Mais il y a tout de même une limite à ne pas franchir. Réalisez-vous la teneur de ce que vous proposer? Vous souhaitez vraiment « imposer » une femme à la vie politique? Si la situation est comme vous l’avez décrite au Canada, êtes-vous certaines que c’est par discrimination envers les femmes? Oui, vous avez raison, 20% des élus de sexe féminin, ça semble peu. Mais avez-vous pensé que s’il en est ainsi, c’est peut-être simplement parce qu’il y a moins de femmes que d’hommes qui désirent devenir député, comme il y a moins de femmes que d’hommes qui écoutent le hockey ou aiment la bière. À partir de cette hypothèse dont vous ne dîtes mot, peut-on vraiment parler d’injustice?

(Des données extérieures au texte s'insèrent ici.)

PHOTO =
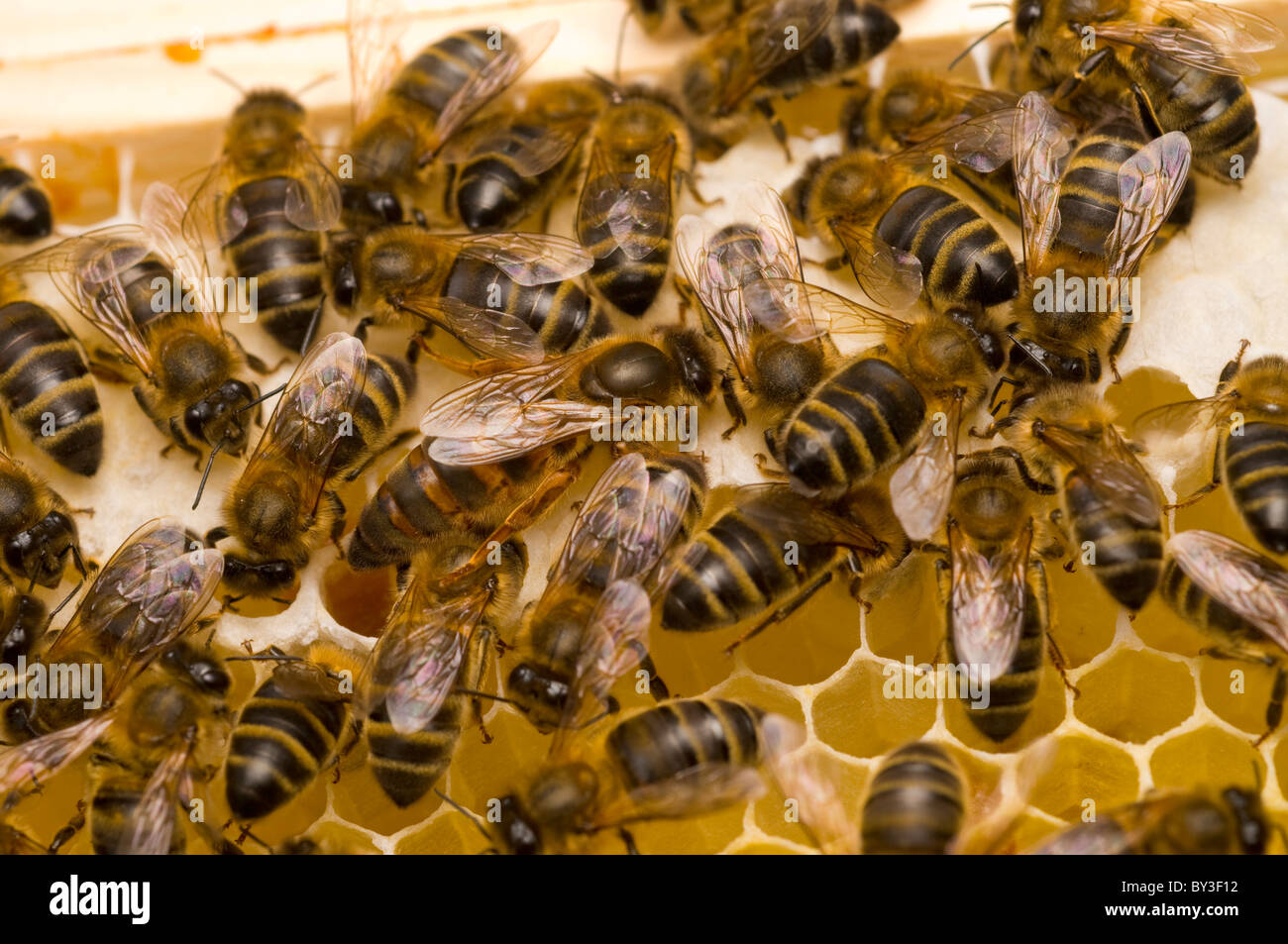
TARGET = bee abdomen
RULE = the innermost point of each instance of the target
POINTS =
(914, 805)
(43, 377)
(1256, 467)
(284, 261)
(961, 254)
(851, 426)
(665, 742)
(1128, 557)
(25, 214)
(277, 749)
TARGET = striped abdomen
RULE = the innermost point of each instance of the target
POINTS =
(964, 259)
(278, 746)
(47, 386)
(1012, 695)
(559, 312)
(855, 33)
(25, 214)
(1256, 472)
(861, 420)
(1128, 556)
(677, 737)
(284, 261)
(390, 380)
(734, 571)
(1215, 112)
(914, 803)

Vous vous contentez de réagir à un simple constat sans essayer de comprendre pourquoi il en est ainsi.
Malgré ça, vous proposez quand même de briser l’une des pierres angulaires de la démocratie, soit la liberté de choisir le candidat que la population veut vraiment, peu importe son sexe, son ethnie, sa religion, etc. C’est aberrant! Oui, il y a encore du chemin à faire pour l’égalité des sexes, mais de nos jours, ce n’est plus les femmes qui sont discriminées. La situation est inversée. Vous êtes vraiment déconnectée de la réalité si vous pensez le contraire et j’espère que le gros bon sens de la population rejettera votre idée de loi qui obligera la population à voter pour une femme.

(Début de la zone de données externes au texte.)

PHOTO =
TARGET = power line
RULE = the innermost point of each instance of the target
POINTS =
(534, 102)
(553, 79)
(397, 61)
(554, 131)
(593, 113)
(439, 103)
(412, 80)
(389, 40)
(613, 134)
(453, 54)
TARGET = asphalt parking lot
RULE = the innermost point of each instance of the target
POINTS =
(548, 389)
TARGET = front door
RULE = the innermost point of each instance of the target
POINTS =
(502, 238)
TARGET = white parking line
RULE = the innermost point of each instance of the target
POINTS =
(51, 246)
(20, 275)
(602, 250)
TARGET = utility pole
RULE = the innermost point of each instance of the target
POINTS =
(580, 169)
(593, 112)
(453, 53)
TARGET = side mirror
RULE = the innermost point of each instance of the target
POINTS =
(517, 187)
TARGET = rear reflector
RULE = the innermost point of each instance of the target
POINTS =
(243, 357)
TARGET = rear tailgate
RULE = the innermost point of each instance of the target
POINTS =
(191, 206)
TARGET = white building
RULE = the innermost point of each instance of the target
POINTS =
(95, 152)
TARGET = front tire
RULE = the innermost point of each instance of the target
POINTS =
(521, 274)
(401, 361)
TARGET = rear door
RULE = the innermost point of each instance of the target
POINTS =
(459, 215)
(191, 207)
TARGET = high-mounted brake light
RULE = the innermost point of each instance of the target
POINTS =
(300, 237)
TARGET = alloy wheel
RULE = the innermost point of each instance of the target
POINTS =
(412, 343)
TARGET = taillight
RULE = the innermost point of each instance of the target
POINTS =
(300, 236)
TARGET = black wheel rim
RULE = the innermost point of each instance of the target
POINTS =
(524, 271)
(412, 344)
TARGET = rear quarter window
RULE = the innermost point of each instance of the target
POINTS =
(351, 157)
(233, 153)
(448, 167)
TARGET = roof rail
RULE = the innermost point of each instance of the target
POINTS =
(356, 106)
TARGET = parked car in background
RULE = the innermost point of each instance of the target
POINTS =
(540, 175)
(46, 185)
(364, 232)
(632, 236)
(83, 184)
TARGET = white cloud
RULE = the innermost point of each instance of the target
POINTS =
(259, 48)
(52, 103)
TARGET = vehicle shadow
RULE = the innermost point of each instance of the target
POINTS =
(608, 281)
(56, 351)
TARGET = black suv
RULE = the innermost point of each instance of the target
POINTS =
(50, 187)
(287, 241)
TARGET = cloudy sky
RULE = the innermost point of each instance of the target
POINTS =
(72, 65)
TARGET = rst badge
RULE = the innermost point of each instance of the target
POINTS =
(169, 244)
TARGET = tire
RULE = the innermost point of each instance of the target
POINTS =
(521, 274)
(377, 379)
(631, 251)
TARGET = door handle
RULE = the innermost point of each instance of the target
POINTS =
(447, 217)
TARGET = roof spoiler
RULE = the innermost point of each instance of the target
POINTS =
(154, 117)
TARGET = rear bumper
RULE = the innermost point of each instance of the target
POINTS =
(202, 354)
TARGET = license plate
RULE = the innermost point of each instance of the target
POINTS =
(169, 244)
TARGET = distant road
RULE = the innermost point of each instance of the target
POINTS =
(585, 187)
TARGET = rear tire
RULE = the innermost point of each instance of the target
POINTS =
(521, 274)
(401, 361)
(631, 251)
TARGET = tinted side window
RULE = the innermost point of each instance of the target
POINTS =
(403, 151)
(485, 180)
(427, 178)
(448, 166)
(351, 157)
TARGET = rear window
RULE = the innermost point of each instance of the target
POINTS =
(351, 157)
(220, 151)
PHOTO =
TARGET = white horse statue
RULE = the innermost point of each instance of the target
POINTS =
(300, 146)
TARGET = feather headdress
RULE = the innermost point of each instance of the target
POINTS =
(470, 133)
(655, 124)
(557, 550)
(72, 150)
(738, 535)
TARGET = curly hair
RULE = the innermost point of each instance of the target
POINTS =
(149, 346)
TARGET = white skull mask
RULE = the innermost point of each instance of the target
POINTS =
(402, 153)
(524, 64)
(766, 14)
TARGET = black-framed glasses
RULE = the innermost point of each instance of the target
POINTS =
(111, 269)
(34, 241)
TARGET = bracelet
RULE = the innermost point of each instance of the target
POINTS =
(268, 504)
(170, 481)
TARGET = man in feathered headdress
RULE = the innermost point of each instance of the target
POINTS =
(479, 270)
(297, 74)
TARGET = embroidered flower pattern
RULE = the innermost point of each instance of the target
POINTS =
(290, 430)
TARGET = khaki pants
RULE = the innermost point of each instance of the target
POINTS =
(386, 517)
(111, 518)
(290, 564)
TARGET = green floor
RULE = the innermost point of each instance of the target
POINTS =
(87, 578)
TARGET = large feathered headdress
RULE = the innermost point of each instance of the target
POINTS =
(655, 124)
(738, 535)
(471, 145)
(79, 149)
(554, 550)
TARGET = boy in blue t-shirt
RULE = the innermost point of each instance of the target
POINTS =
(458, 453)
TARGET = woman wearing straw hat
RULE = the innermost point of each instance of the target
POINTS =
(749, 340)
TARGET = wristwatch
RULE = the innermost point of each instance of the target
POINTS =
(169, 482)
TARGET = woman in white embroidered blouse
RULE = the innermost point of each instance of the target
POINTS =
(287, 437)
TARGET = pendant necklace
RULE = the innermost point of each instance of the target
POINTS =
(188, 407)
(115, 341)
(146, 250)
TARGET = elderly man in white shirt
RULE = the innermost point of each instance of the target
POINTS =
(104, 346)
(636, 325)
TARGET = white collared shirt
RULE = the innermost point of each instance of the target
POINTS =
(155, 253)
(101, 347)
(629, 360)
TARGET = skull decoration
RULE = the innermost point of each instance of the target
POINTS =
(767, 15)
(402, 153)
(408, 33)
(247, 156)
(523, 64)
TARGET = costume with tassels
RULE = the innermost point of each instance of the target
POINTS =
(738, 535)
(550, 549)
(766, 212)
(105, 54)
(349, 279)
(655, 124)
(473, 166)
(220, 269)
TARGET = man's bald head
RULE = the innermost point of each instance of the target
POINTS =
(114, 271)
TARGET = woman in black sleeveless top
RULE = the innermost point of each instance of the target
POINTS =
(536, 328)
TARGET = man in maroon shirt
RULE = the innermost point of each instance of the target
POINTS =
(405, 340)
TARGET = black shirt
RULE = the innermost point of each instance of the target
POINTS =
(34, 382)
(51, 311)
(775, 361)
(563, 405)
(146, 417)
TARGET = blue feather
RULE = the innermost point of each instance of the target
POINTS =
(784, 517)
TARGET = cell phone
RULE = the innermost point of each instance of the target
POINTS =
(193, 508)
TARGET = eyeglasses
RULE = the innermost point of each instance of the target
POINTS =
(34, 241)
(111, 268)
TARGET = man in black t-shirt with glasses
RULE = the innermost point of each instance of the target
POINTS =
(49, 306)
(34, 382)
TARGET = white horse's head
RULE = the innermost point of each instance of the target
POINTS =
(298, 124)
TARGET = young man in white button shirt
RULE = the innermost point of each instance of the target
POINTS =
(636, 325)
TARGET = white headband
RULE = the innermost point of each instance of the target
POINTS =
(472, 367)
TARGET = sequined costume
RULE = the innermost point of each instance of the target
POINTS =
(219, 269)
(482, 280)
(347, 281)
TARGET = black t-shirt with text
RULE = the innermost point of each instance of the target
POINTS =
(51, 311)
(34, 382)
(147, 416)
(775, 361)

En suivant votre logique, nous pourrions énumérer une nombre considérable de situations où les hommes sont grandement défavorisés. Tiens en voilà une : l’espérance de vie des hommes au Canada est de quatre ans inférieure à celle des femmes. Vite, offrons moins de soins de santé aux femmes pour qu’il y ait égalité! Ça doit vous semblez absurde, mais c’est là votre logique : plutôt que d’essayer de voir pourquoi les hommes vivent moins longtemps (par exemple, ils ont plus d’accidents, mangent moins bien, etc.), attaquons-nous directement au résultat pour que la situation semble statistiquement équitable!
Sérieusement, si vous tenez tant à aider la situation des femmes, allez là où il y a besoin, soit dans certains pays musulmans où les femmes, comme vous l’avez mentionné, sont parfois totalement absente de la vie politique. Au Québec, les femmes peuvent désormais atteindre leur plein potentiel d’épanouissement et les statistiques sociales le prouvent.